Dan bagi saya, penampilan Purwanto malam itu tidak bisa saya katakan buruk. Tentu pula tidaklah sempurna. Pasalnya, ada beberapa momen yang luput dari pengawasannya. Salah satunya ketika Ismed Sofyan mendorong kepala bagian belakang Siswanto saat injury time.

Secara umum, Purwanto telah bertugas cukup baik. Bagi saya, keputusannya menghukum Persija dengan penalti cukup tepat. Sebab, dua pemain Persija melakukan gangguan yang sangat cukup berbahaya kepada Airlangga di kotak penalti. Ada Agus Indra Kurniawan yang mendorong Airlangga dari belakang. Terdapat juga Aris Idarto yang menangkat kaki kanannya terlalu tinggi. Bahkan kaki pemain asal Sragen itu sejajar dengan perut Airlangga.

Jadi, bagi saya Purwanto telah mengakhiri tugasnya dengan sangat indah. Secara pribadi saya kagum dengan perjalanannya sebagai wasit nasional yang dilakoni sejak 1993 hingga 10 Juni 2009. Saya bertambah kagum bukan saja karena penampilannya pada 10 Juni 2009 itu. Tapi, karena pertemuan saya dengan ”seseorang” di Peecock CafĂ© Hotel Sultan, Jakarta, 25 Mei 2009.

Malam itu-25 Mei 2009-”seseorang” itu bicara blak-blakan dengan saya. Salah satu omongannya tentang wasit Indonesia. Dia menyebut bahwa hanya ada satu wasit yang tidak pernah memakan uangnya. Dan orang yang disebut itu adalah Purwanto.

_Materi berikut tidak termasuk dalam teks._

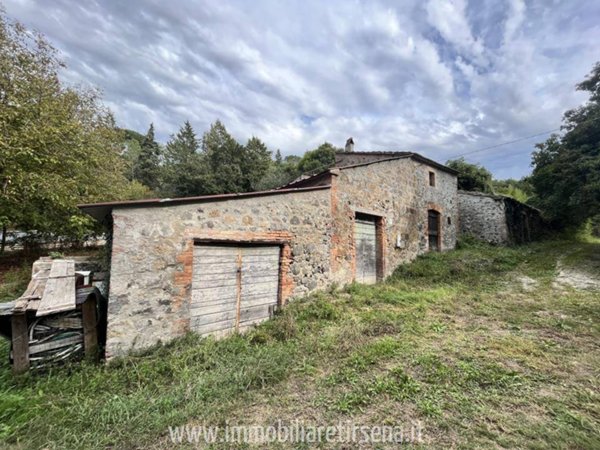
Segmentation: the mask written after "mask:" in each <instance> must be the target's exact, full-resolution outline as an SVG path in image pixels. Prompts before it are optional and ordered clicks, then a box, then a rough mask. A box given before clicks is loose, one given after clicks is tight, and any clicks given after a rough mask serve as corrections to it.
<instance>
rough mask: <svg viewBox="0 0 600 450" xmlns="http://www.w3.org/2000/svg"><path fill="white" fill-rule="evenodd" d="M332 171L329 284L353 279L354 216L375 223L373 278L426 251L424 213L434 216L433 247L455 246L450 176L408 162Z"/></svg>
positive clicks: (400, 159)
mask: <svg viewBox="0 0 600 450" xmlns="http://www.w3.org/2000/svg"><path fill="white" fill-rule="evenodd" d="M334 170H335V169H334ZM334 173H337V176H334V177H333V179H332V215H333V232H332V241H333V245H332V261H331V268H332V273H333V277H334V278H335V281H337V282H340V283H345V282H349V281H352V280H353V279H354V278H355V274H356V248H355V240H354V223H355V219H356V217H357V215H359V216H365V215H366V216H370V217H373V218H375V219H376V220H377V224H378V225H377V226H378V239H379V242H378V258H379V262H378V267H379V268H380V269H379V274H378V275H379V278H383V277H385V276H387V275H389V274H391V273H392V272H393V271H394V269H395V268H396V267H397V266H398V265H399V264H400V263H403V262H407V261H410V260H412V259H414V258H415V257H416V256H417V255H418V254H420V253H423V252H426V251H428V250H429V249H430V234H433V233H430V231H432V230H430V229H429V225H430V221H429V213H430V212H435V215H436V217H437V220H438V226H439V230H436V232H437V235H436V237H435V239H436V240H437V242H436V244H437V247H438V248H439V249H440V250H448V249H452V248H454V247H455V245H456V237H457V227H458V198H457V178H456V175H454V174H453V173H449V172H448V171H444V170H439V169H438V168H435V167H432V166H430V165H428V164H424V163H422V162H419V161H416V160H414V159H412V158H402V159H394V160H389V159H387V160H385V161H383V160H382V161H379V162H373V163H371V164H366V165H361V166H354V167H350V168H346V169H344V168H343V167H342V168H340V169H337V170H335V171H334Z"/></svg>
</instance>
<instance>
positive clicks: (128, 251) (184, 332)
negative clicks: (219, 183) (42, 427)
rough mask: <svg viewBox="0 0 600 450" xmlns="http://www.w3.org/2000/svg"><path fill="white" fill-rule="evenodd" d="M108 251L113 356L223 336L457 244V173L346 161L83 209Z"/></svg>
mask: <svg viewBox="0 0 600 450" xmlns="http://www.w3.org/2000/svg"><path fill="white" fill-rule="evenodd" d="M81 209H82V210H83V211H84V212H86V213H88V214H90V215H92V216H93V217H95V218H96V219H98V220H100V221H104V222H106V223H107V224H108V225H109V227H110V229H111V230H112V233H111V242H112V254H111V268H110V291H109V300H108V325H107V342H106V354H107V356H108V357H111V356H115V355H119V354H123V353H125V352H127V351H129V350H131V349H139V348H145V347H148V346H151V345H153V344H155V343H157V342H159V341H163V342H164V341H168V340H170V339H172V338H174V337H176V336H180V335H182V334H184V333H186V332H187V331H195V332H197V333H200V334H202V335H208V334H211V335H223V334H228V333H231V332H234V331H242V330H244V329H246V328H248V327H250V326H253V325H254V324H256V323H258V322H260V321H262V320H265V319H267V318H269V317H271V316H272V314H273V312H274V311H275V310H276V309H277V308H279V307H281V306H283V305H284V304H285V303H286V302H288V301H289V300H290V299H292V298H293V297H299V296H302V295H304V294H307V293H309V292H311V291H314V290H318V289H324V288H327V287H328V286H330V285H331V284H332V283H337V284H340V285H344V284H347V283H351V282H353V281H357V282H362V283H373V282H376V281H378V280H382V279H384V278H385V277H386V276H388V275H390V274H391V273H392V272H393V271H394V269H395V268H396V267H397V266H398V265H399V264H400V263H403V262H407V261H410V260H412V259H413V258H415V257H416V256H417V255H418V254H420V253H423V252H426V251H429V250H435V251H438V250H440V251H441V250H447V249H452V248H454V247H455V244H456V237H457V230H458V228H457V227H458V197H457V177H456V172H455V171H454V170H452V169H450V168H448V167H445V166H443V165H441V164H439V163H436V162H435V161H432V160H430V159H427V158H424V157H422V156H420V155H418V154H415V153H407V152H397V153H394V152H380V153H367V152H364V153H356V152H353V153H345V154H344V153H340V154H338V155H337V157H336V164H335V167H332V168H330V169H328V170H327V171H325V172H322V173H320V174H317V175H314V176H312V177H309V178H305V179H303V180H299V181H297V182H295V183H291V184H290V185H287V186H285V187H283V188H280V189H275V190H270V191H263V192H249V193H241V194H225V195H212V196H202V197H191V198H178V199H150V200H139V201H126V202H111V203H98V204H90V205H82V206H81Z"/></svg>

Sampai titik ini saya sangat kagum dengan Purwanto. Tapi, pada titik ini pula saya merasa kehilangan beliau. Kehilangan sosok sopir bus yang telah menjadi oase di tengah coreng-morengnya sepak bola Indonesia. Musim depan, saya tidak bisa melihat lagi ketegasannya memimpin pertandingan. Sebab, sopir bus itu telah sampai terminal.

Nama : Purwanto
Lahir : Kediri, 24 September 1963
TB/BB : 180 cm/72 kg
Orang Tua : (alm.) Sumowinoto-Mastain
Istri : Indarsih
Anak : – Rizki Eka Saputra
- Ardi Kharismaulana

Karir
– Sukarelawan Puskesmas Bogo Kidul, Plemahan, Kediri (1989)
– Honerer Dispenda, Kab. Kediri (1996)
– PNS di seksi pertamanan Dinas Kebersihan dan Lingkungan Hidup Kota Kediri (2002)
– Wasit C3 (1989)
– Wasit C2 (1991)
– Wasit C1 (1993)
– Asisten wasit FIFA (1995)
– Ketua komisi wasit Pengda PSSI Jatim (2006-2010)

Prestasi
– Wasit Terbaik Indonesia (2002)
– Wasit Terbaik versi antv Award (2003)
– Memimpin Final Liga Indonesia antara Persita Tengerang v Petrokimia Gresik (2002)
– Memimpin Final Liga Indonesia antara Persija Jakarta v Persipura Jayapura (2006)
- Wasit terfair play versi Jawa Pos (2007)

1 komentar:

andika mengatakan...

fim....feature profilnya bagus bgt tuh...cuman ak jadi penasaran setelah laga final copa persipura vs sriwijaya kemarin..dia telp sampeyan lagi ga?